The administration has released a white paper saying it intends to wind down Fannie Mae and Freddie Mac and severely cut back FHA’s role in mortgage funding. Though the plan could take up to seven years to execute, it would mean a dramatically privatized mortgage market and very likely higher rates. The report offers three options, including creating a new government agency that would continue to insure mortgages or a new agency that would step in only during times of crisis. The most drastic option would end government backing for home loans beyond the FHA. This could prove to be disastrous for condo financing, which has long been problematic when it comes to FHA. (Read more about how changes in condo financing impacted sales in this post.)
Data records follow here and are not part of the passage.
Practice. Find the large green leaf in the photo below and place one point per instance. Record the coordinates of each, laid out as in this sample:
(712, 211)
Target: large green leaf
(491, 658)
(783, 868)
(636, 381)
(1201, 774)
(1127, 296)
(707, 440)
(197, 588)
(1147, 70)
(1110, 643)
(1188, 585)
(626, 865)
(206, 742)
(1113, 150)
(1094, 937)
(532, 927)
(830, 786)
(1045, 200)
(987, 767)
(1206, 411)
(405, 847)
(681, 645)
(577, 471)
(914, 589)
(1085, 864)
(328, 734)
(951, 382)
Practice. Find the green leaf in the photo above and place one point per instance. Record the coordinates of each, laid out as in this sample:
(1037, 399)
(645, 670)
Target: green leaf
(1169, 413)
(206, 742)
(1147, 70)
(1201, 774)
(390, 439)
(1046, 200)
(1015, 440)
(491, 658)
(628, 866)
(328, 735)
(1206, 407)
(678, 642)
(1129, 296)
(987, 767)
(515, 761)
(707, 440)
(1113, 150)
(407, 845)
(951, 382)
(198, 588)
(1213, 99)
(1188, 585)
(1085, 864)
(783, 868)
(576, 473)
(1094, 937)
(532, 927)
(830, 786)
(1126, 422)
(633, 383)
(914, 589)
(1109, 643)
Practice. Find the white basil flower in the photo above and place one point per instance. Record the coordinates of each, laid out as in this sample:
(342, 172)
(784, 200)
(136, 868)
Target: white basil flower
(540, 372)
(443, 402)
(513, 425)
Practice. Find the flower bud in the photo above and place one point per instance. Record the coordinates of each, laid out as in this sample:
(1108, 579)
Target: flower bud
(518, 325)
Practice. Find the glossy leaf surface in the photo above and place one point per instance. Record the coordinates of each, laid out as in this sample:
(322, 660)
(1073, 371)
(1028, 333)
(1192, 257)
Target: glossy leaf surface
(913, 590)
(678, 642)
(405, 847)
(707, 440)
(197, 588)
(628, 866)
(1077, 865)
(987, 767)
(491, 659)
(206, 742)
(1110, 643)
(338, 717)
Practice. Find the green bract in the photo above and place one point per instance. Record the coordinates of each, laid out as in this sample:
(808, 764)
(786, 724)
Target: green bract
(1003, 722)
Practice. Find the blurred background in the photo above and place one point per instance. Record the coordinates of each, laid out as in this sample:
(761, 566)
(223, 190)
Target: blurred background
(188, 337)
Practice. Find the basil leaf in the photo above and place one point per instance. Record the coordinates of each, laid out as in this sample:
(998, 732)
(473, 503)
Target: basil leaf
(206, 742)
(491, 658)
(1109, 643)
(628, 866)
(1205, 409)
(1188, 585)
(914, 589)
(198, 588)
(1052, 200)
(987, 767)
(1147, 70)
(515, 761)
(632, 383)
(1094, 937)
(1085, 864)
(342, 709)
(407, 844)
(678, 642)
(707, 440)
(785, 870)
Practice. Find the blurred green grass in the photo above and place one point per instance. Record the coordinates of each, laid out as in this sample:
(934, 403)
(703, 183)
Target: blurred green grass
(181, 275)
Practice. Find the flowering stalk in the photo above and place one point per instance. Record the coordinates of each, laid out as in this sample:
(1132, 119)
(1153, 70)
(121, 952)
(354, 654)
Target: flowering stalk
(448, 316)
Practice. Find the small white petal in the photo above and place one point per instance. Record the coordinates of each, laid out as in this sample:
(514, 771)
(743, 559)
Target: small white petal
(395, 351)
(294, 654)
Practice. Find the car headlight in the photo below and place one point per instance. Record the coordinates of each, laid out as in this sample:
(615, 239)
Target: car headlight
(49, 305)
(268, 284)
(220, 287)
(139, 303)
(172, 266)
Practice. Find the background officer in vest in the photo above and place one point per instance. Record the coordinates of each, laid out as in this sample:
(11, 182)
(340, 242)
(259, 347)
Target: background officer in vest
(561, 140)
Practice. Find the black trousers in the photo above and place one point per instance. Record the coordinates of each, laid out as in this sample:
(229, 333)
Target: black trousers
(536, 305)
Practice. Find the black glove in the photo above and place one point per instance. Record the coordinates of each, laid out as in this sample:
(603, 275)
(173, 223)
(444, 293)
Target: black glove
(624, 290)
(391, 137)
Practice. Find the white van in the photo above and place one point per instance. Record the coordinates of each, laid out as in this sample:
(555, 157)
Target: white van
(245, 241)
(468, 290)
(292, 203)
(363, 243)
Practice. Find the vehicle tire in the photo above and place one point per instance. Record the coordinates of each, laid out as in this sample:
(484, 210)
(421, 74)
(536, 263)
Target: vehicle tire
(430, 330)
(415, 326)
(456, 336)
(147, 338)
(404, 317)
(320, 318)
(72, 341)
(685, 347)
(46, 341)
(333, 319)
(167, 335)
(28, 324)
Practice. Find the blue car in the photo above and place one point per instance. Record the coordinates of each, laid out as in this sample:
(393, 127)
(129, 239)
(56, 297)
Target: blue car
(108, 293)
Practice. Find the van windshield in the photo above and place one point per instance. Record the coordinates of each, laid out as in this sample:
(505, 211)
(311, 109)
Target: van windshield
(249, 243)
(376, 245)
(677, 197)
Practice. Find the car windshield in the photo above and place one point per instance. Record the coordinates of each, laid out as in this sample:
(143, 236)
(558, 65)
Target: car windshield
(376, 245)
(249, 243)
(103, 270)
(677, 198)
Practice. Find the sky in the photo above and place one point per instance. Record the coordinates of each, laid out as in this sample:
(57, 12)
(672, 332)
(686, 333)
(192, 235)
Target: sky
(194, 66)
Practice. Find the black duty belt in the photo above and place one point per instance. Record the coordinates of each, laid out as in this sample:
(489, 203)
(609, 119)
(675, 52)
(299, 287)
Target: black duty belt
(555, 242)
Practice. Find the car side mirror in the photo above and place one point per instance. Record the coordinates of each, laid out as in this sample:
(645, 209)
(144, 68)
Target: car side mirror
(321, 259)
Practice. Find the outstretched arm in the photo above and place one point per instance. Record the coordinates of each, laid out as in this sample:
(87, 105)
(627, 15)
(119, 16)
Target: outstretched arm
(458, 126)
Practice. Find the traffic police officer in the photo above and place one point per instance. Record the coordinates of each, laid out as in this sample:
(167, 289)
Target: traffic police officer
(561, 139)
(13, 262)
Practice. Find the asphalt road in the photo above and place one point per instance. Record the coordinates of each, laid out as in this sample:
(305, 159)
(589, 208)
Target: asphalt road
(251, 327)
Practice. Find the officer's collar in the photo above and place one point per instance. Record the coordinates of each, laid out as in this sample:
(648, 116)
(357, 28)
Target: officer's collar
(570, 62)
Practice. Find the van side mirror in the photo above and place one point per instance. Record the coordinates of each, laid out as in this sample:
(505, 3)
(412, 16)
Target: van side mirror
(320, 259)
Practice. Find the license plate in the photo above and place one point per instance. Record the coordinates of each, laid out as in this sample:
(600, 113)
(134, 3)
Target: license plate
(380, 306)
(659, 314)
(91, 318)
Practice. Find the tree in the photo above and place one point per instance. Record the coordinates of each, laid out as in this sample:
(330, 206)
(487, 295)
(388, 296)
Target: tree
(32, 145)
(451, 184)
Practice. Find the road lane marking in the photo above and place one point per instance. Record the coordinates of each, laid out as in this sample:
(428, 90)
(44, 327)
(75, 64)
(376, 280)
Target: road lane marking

This report comes on the heels of another direct hit on buyers: FHA’s recently announced increase in the monthly mortgage insurance premium of .25% beginning with case numbers assigned on or after April 18, 2011. FHA Commissioner David Stevens said “After careful consideration and analysis, we determined it was necessary to increase the annual mortgage insurance premium at this time in order to bolster the FHA’s capital reserves and help private capital return to the housing market,” said Stevens. “This quarter point increase in the annual MIP is a responsible step towards meeting the Congressionally mandated two percent reserve threshold, while allowing FHA to remain the most cost effective mortgage insurance option for borrowers with lower incomes and lower down payments.” This means that FHA buyers who have a ratified contract AFTER that date will have a higher monthly payment, so plan accordingly and get those offers in during EARLY April! On a $400,000 loan it translates into an extra $83 in your monthly payment.
Interest rates have a huge impact on affordability, especially for first time buyers who typically have lower down payments than 2nd or 3rd time buyers who are rolling equity over from a previous home.